Edit: Another improvement to mitigate this issue has been making my ssh more resilient to disconnections by increasing my **ServerAliveInterval** duration as below.

sudo nano ~/.ssh/config

Host *
    ServerAliveInterval 240
    ServerAliveCountMax 10
2 Likes

I like it!

I worry a little about immediately going with the kill command. What you do think of this, Adam?

  1. Try to shutdown Redis gracefully
    • echo “shutdown” | redis-cli -h 127.0.0.1 -p 11000
    • SHUTDOWN | Redis : Redis attempts to make a save point.
  2. After that’s been done (all 3 ports), then execute the kill commands, in case there’s something still running.
1 Like

@brian_pond

Thank for that contribution, its so graceful now. Works like a charm, everytime!

:sunglasses:

I’ve updated the code above. Next update will probably go to github, with a link back here.

Here goes:

Installation

$ cd frappe-bench #or whatever your bench directory is
$ git clone https://github.com/proenterprise/bench-stop
$ mv ./bench-stop/stop.py .
$ sudo rm -r ./bench-stop

Usage

$ python stop.py

4 Likes

Fantastic. Adding more people to this conversation.

TL;DR - Adam’s code basically does a “bench stop” command. Even when your terminal is closed or missing.

@codingCoffee @saurabh6790 → You are the Bench module maintainers. Any objection to Adam’s code becoming part of Bench repository?

I am tagging other people below, because they previously discussed this topic on the forums. I want them to know you’ve created a solution, Adam.

@pratu16x7
@ManasSolanki
@vrms
@revant_one
@Ahmad_Mardianto

2 Likes

Thanks!

1 Like

I submitted a pull request for a tiny improvement:

It adds the following as the first line in stop.py:

#!/usr/bin/env python3

If you are in older versions or have a symlink from P3 to P, you’ll prefer:

#!/usr/bin/env python

Also run:

chmod +x stop.py

Having made those two changes, you can simply do…

./stop.py

… instead of …

python stop.py

Having said all that, I actually just have to type …

bnrst

… because I set up a shell alias …

alias bnrst="cd /home/erpdev/frappe-bench/; sudo -A supervisorctl stop all; ./stop.py; bench start;"

… which is enabled automatically on log in because it is stored in the file …

${HOME}/.bash_aliases

Never forget…

The Three Heavenly Sins of Programmers

Sloth: The quality that makes you go to great effort to reduce overall energy expenditure.
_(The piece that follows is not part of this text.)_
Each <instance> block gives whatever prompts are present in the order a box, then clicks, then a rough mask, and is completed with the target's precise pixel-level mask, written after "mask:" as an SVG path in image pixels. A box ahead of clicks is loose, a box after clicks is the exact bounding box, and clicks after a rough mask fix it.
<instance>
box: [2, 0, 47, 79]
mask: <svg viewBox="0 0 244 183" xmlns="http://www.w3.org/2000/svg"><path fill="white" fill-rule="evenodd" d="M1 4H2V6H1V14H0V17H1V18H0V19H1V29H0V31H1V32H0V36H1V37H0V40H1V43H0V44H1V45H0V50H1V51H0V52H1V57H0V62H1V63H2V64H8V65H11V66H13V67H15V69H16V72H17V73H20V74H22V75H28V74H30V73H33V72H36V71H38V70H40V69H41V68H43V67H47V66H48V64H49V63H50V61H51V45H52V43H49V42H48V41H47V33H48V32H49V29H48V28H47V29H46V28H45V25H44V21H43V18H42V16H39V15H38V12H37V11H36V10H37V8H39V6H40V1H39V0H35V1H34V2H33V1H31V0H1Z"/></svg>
It makes you write labor-saving programs that other people will find useful and document what you wrote so you don’t have to answer so many questions about it.

Impatience: The anger you feel when the computer is being lazy. This makes you write programs that don’t just react to your needs, but actually anticipate them. Or at least pretend to.

Hubris: The quality that makes you write (and maintain) programs that other people won’t want to say bad things about.